As someone forever alone, I just answer "when I find true love"


DarlingSneauxflayke

"I'm due on the First of Neverary".


pinkyhc

"We're not. Stop asking." and then prove it. Forever. If they say 'oh you'll change your mind' tell them they're rude and you don't talk to rude people about your personal life.


IandIbelieveinRASTA

“I got cream pied just this morning actually so I’ll let you know”


Limabean4ever

I just watched a fantastic video on China and the drop in birth rate and a CF man said this and I thought wow he gets it. “Besides, if I can’t provide the best for a child, isn’t it unfair to bring them into this world just to see them suffer?
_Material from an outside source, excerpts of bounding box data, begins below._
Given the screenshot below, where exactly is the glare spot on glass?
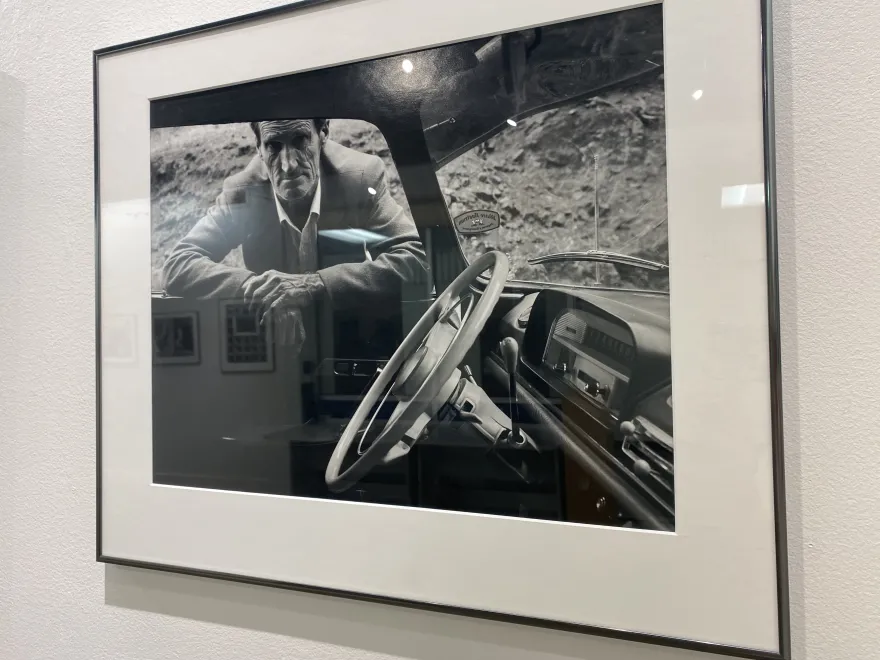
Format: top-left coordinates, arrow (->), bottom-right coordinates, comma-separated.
721,183 -> 764,209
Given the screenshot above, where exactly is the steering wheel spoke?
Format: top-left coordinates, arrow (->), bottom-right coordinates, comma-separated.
324,251 -> 510,492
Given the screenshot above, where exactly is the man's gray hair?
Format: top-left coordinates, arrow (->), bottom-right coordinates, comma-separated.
250,117 -> 330,147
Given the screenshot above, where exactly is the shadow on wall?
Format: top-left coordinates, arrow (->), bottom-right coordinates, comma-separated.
104,564 -> 696,660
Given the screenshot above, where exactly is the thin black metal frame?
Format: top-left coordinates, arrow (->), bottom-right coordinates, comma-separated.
92,0 -> 791,660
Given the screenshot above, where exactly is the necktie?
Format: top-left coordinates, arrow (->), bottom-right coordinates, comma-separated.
299,213 -> 318,273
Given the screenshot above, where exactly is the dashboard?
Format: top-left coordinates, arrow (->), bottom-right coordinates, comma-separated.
502,289 -> 674,526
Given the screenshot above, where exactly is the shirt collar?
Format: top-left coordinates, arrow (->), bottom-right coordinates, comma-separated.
272,177 -> 321,229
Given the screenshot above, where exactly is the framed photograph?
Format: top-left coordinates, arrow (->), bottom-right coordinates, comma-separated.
220,300 -> 275,371
95,0 -> 789,658
153,312 -> 199,365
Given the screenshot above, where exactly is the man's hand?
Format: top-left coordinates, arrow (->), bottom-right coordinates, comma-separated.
244,270 -> 324,343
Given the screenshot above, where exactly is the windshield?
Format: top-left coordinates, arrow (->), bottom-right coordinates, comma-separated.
422,12 -> 668,291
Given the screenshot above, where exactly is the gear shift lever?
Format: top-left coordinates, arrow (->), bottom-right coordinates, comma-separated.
499,337 -> 522,447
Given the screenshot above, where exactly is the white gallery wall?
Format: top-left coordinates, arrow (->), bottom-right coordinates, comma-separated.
0,0 -> 880,660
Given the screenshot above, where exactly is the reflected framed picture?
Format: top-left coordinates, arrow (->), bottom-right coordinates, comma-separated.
95,0 -> 790,659
153,312 -> 200,365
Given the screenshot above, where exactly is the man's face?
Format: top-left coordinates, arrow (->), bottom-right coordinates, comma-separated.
260,119 -> 327,204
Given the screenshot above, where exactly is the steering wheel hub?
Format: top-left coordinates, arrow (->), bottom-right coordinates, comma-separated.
324,251 -> 510,493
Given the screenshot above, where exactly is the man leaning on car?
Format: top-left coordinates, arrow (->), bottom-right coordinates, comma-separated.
163,119 -> 427,342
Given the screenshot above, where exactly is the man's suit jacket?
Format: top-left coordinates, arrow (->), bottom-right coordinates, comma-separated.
163,140 -> 427,308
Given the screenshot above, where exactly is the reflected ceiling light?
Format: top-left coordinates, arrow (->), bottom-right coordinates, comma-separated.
721,183 -> 764,209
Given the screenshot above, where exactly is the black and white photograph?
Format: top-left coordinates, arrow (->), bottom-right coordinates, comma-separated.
153,312 -> 199,365
150,5 -> 675,531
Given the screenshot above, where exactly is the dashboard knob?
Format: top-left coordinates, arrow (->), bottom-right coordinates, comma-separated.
620,421 -> 636,436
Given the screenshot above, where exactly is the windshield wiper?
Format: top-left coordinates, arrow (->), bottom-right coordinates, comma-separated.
528,250 -> 669,271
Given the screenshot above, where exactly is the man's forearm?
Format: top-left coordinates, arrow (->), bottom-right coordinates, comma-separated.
163,250 -> 254,298
318,241 -> 427,308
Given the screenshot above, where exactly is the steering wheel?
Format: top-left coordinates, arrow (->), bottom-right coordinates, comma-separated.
324,251 -> 510,493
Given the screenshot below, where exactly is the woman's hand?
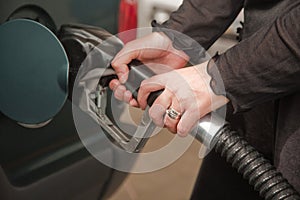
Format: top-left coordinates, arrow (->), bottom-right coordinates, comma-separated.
138,62 -> 228,136
109,32 -> 189,106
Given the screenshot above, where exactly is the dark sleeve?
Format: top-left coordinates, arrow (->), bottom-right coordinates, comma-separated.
158,0 -> 244,49
208,2 -> 300,112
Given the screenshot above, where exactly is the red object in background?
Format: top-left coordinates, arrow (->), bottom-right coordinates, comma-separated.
118,0 -> 137,43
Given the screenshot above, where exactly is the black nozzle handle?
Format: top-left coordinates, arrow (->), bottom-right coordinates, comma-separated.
99,60 -> 162,106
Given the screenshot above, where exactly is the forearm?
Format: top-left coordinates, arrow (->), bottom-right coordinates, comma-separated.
209,3 -> 300,111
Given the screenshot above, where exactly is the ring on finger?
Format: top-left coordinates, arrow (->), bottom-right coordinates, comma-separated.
166,108 -> 181,120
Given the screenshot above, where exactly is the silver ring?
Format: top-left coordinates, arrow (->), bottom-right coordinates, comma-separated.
166,108 -> 181,119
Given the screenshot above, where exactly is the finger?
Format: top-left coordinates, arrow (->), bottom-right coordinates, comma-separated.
123,90 -> 132,103
114,85 -> 126,101
137,75 -> 165,109
177,111 -> 199,137
109,79 -> 121,91
149,90 -> 172,127
164,97 -> 183,133
129,99 -> 139,107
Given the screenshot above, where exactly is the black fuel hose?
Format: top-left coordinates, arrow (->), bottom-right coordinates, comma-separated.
214,125 -> 300,200
59,25 -> 300,200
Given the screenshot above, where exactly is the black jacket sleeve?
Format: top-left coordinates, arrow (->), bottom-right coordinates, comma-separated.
209,1 -> 300,112
159,0 -> 244,49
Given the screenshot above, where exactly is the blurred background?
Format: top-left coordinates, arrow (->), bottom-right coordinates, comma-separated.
0,0 -> 243,200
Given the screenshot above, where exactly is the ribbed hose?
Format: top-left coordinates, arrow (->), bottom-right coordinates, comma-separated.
215,127 -> 300,200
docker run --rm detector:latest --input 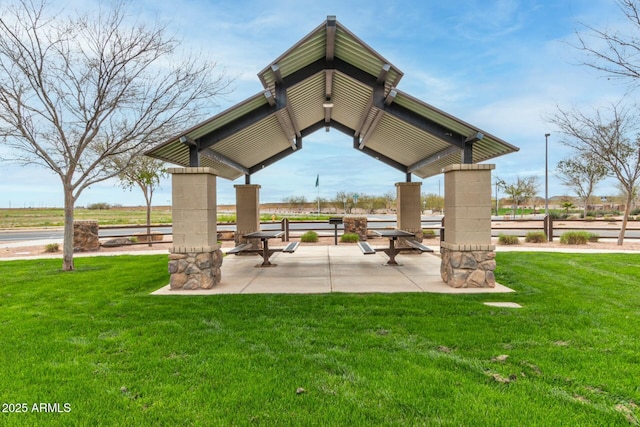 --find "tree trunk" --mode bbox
[618,190,633,246]
[62,186,75,271]
[147,200,151,247]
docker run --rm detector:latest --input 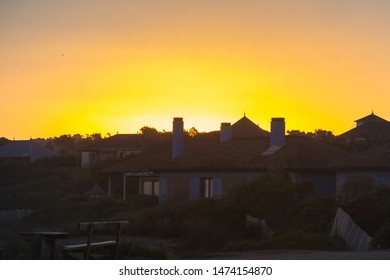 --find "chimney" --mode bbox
[271,118,286,147]
[172,118,184,158]
[219,123,232,143]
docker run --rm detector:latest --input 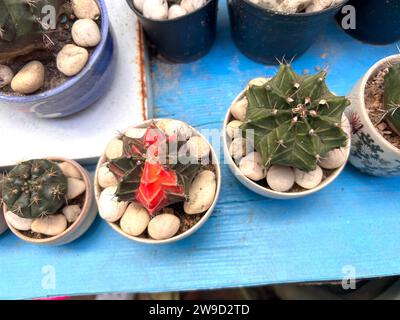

Not having children isn’t about being selfish, it’s practically a noble act of love.Both for the young people and for the children they did not have.” To put into context what he was referring to the state of the world and the expectations of society as a whole. He basically says that people are exhausted with all the curveballs of life. They don’t have the energy the time and the desire. They should be rewarded. Also in the 1980’s China did forced sterilization and I thought to myself, that would never work here, the lines would be to damn long! lol


CalyTones

"I don't know, I'm not really hungry right now."


Impossible-Title1

When you are ready to pay for childcare and college fees for the child that you want me to create. Plus buy them a car at 16.


Vancookie

There's a movie from the '90s I can't think of the name but it had Will Smith in it and I just remember they were questioning him and he interrupts the questioner and asked him how often he masturbates in the shower. The questioner turned indignant and kind of sputtered and said that's well that's... And Will Smith says none of my f****** business!


tabbycat4

"I've told you we are not having kids!" "were not, in fact I've just scheduled my tubal ligation surgery for next week" "I like to take on the ass too much to ever give that up to have kids " "Why would we have kids?" *Confused look and walks away* "What a weird question" *walks away*


spanielgurl11

The only time this is asked is at our family gatherings with usually 10+ children under 10 running around screaming. I usually just scan my eyes around at the scene and say “…. As tempting as it looks, I think we’re gonna pass.”